Me convertí en un cliente asiduo de la
herboristería. Compraba más stevia de la que consumía con tal de poderme
regalar con las sonrisas de Isabel, que así se llamaba la dependienta. Y aunque
su belleza era serena y, para nada
despampanante, y era bajita y menuda, empecé a considerar que era la mujer más
hermosa del mundo. Me hechizaba su dulzura, su calidez y lo buena persona que
se adivinaba, sobre todo, cuando asesoraba, con una paciencia tenaz y
compasiva, a las viejas seniles que tenía por clientas. Sí, me estaba
enamorando de ella, pero mi timidez congénita me impedía hacérselo saber más
allá de corresponderle en las sonrisas.
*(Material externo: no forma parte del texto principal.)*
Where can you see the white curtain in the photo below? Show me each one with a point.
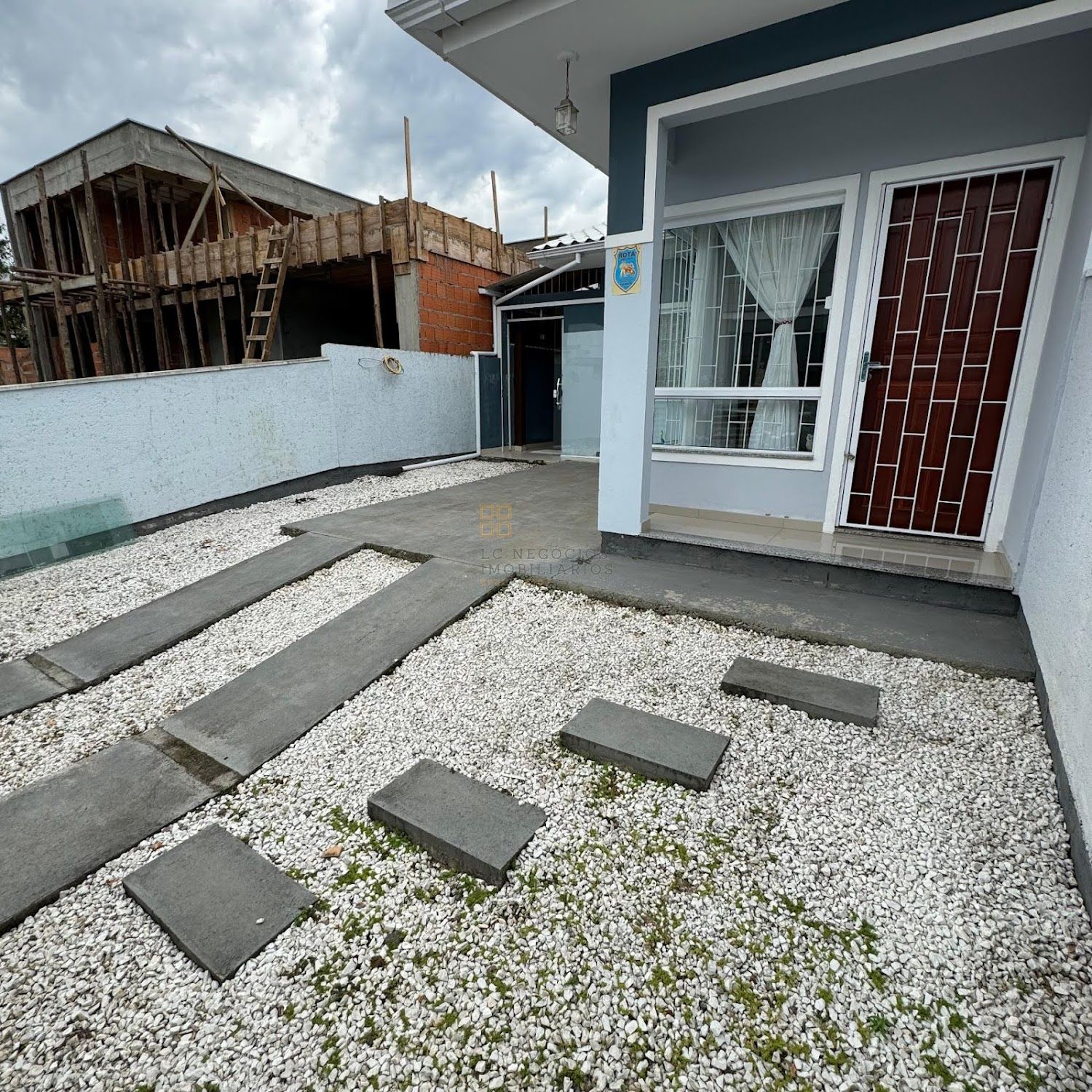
(779, 257)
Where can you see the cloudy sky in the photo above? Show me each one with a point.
(316, 87)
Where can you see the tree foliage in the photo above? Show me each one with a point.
(17, 323)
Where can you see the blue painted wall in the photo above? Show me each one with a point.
(834, 32)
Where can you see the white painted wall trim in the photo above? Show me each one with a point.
(842, 190)
(1068, 155)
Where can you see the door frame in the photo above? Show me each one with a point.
(509, 356)
(1067, 153)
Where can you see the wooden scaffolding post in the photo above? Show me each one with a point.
(132, 331)
(496, 222)
(43, 364)
(85, 367)
(223, 325)
(178, 277)
(7, 336)
(150, 272)
(405, 138)
(105, 325)
(375, 303)
(52, 262)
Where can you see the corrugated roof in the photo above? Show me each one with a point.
(598, 233)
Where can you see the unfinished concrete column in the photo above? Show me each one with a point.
(408, 304)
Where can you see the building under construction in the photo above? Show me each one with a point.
(139, 250)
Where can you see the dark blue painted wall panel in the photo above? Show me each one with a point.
(489, 399)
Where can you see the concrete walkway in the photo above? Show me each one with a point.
(63, 828)
(552, 539)
(542, 520)
(120, 642)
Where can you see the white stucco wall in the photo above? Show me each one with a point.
(959, 108)
(159, 443)
(1055, 582)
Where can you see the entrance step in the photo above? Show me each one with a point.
(984, 644)
(120, 642)
(258, 714)
(460, 821)
(218, 899)
(654, 746)
(956, 590)
(60, 829)
(823, 696)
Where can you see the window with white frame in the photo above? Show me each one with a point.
(743, 332)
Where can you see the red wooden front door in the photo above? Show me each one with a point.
(951, 304)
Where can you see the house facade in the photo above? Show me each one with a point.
(847, 270)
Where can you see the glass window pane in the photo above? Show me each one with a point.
(744, 301)
(734, 424)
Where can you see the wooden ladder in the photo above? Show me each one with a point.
(270, 293)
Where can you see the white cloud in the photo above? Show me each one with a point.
(316, 89)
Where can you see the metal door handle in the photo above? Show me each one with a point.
(867, 364)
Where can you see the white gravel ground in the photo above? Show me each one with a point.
(43, 606)
(847, 909)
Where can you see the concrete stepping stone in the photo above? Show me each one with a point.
(218, 899)
(59, 830)
(249, 720)
(821, 696)
(22, 686)
(460, 821)
(120, 642)
(654, 746)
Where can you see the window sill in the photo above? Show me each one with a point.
(784, 460)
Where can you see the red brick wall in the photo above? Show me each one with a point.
(454, 316)
(25, 365)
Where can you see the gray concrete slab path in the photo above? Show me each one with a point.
(135, 636)
(827, 697)
(255, 716)
(460, 821)
(654, 746)
(218, 899)
(545, 531)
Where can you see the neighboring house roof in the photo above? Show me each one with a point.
(589, 237)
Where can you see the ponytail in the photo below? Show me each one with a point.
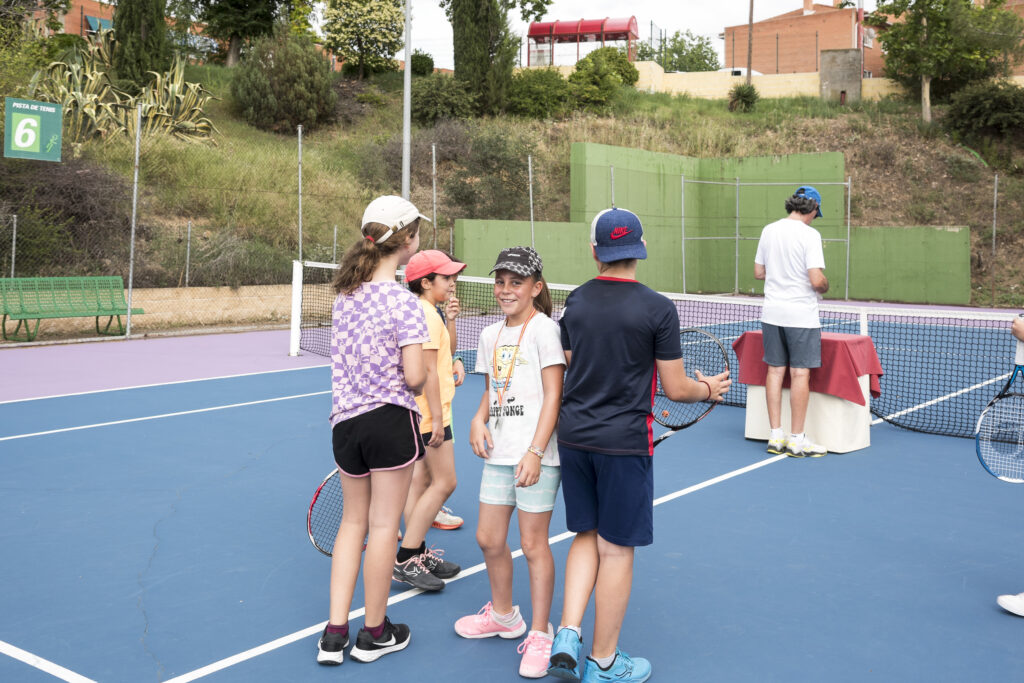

Cuando regresaba a mi casa, con mi
pedido de hojas resguardado en el consabido paquetito de papel de estraza,
envuelto con sus manos delicadas y diligentes, me reprochaba a mí mismo que me comportara
como un colegial lelo: “¿Ya te cuelas por una chica y fantaseas con su amor,
simplemente porque es amable contigo y te sonríe? ¿Qué será lo próximo,
enamorarte de la cajera del supermercado? ¡Seguro que tiene novio!”, me decía
para apartarla de mi pensamiento, tarea imposible.